The GFP-Map1Lc3 transgenic zebrafish line has been used in several studies to explore the role of autophagy in bacterial clearance (Mostowy et al. 2013), blastema formation following fin amputation (Varga et al. 2014), and in liver homeostasis (Cui et al. 2012). With regards to skeletal biology, this line can also be used to explore the expression pattern of autophagy during early development and to identify cell types showing high expression of autophagy activity. As shown in Fig. 3, we were able to identify that during development, zebrafish show high expression of GFP-Map1Lc3 around joint sites, and that the cells in the joint interzone specifically show increased GFP-Map1Lc3 expression compared to the surrounding cells. Given the optical clarity of zebrafish, these fish can be imaged live under anaesthetic, and the expression of Map1lc3 can be tracked throughout development in the same fish.
Moreover, through the use of skeletal cell specific transgenic lines, the expression of GFP-Map1Lc3 can be correlated to a specific cell type. For example, transgenic lines expressing Col10a1 or sp7 can be used to label osteoblasts at different stages of differentiation; transgenic GFP-trap fish can be used to label osteoclasts; whilst fluorescent labelling of type II collagen can be used to monitor chondrocytes and cartilage development and formation. Similarly, there are many antibodies and transgenics available for the labelling of muscles, collagens, tendons, and ligaments, enabling the expression of Map1Lc3 to be explored in many different cell types related to the skeletal system. This can allow for the identification of patterns in autophagy activity during skeletal patterning and differentiation, either in normal development, in response to the mutation of genes of interest, or during pharmacological (Seda et al. 2019) or mechanical manipulation (Brunt et al. 2016). These data could be correlated to phenotypes seen in disease models to explore how autophagy activity may be being altered within different bone disorders. There are also several autophagy-specific knockout zebrafish lines which have been shown to block or impair autophagy activity (Table 2). These enable investigations of how loss of autophagy activity affects the differentiation and function of skeletal cells and the gross development and performance of the skeleton.

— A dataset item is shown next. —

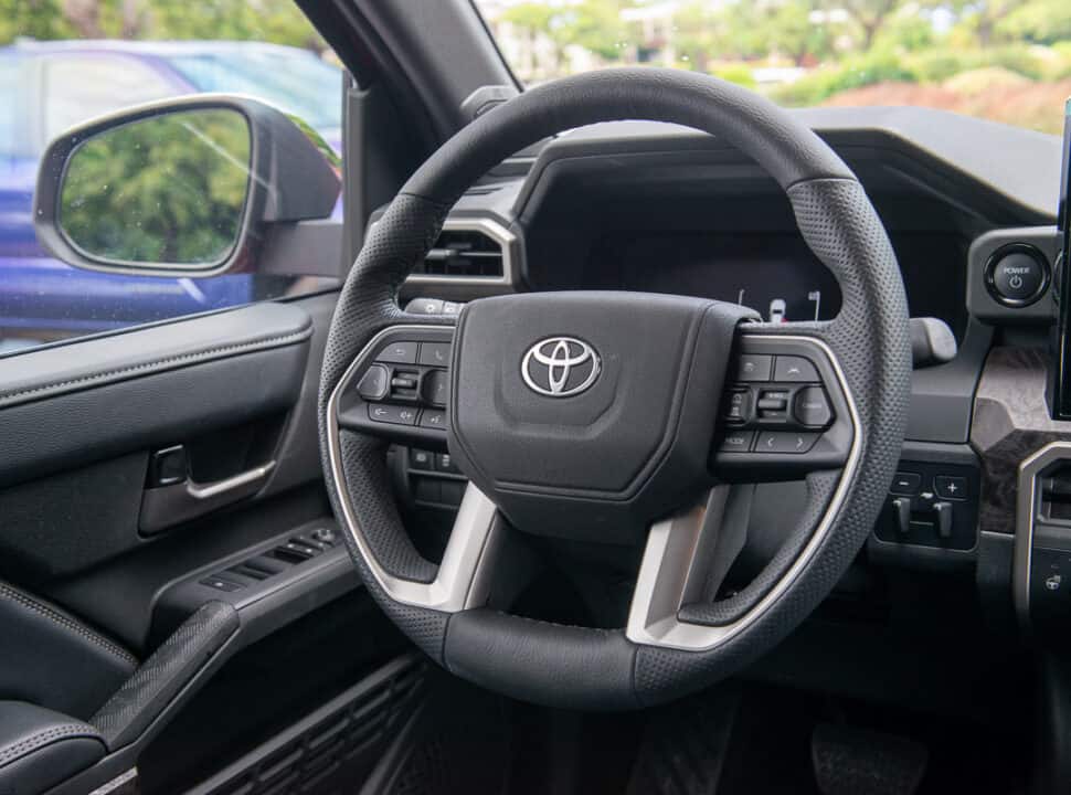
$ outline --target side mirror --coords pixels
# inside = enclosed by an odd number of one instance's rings
[[[67,130],[38,172],[38,240],[70,265],[147,276],[247,267],[273,225],[322,219],[330,148],[276,108],[194,95]]]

While expression of GFP-Map1Lc3 can be very useful for identifying where autophagy may be upregulated, its expression alone cannot be used to determine autophagic flux or dynamics. For example, an increase in Map1Lc3 puncta could be due to elevated autophagy activity, and/or due to impaired lysosomal clearance (i.e. impaired autophagic flux) (Klionsky et al. 2016). To measure autophagic flux in zebrafish, lysosomes can be labelled with either a dye such as LysoTracker (Fig. 3b), or a fluorescent probe, such as mCherry-Lamp1 or Lamp2 (Sasaki et al. 2017). In this way, colocalisation between GFP-Map1Lc3 and a lysosomal marker can be used to assess the level of autophagic activity. Similarly, drugs which block autolysosome formation (e.g. lysosomal H+-ATPase inhibitors), and therefore prevent the turnover of Map1Lc3 puncta, can also be applied to assess autophagic flux (Fig. 1). However, when using autophagy modulators it is important to consider their full effects in vivo, as several target other non-autophagic pathways such as the endocytic pathway, or cause other indirect effects (Klionsky et al. 2016).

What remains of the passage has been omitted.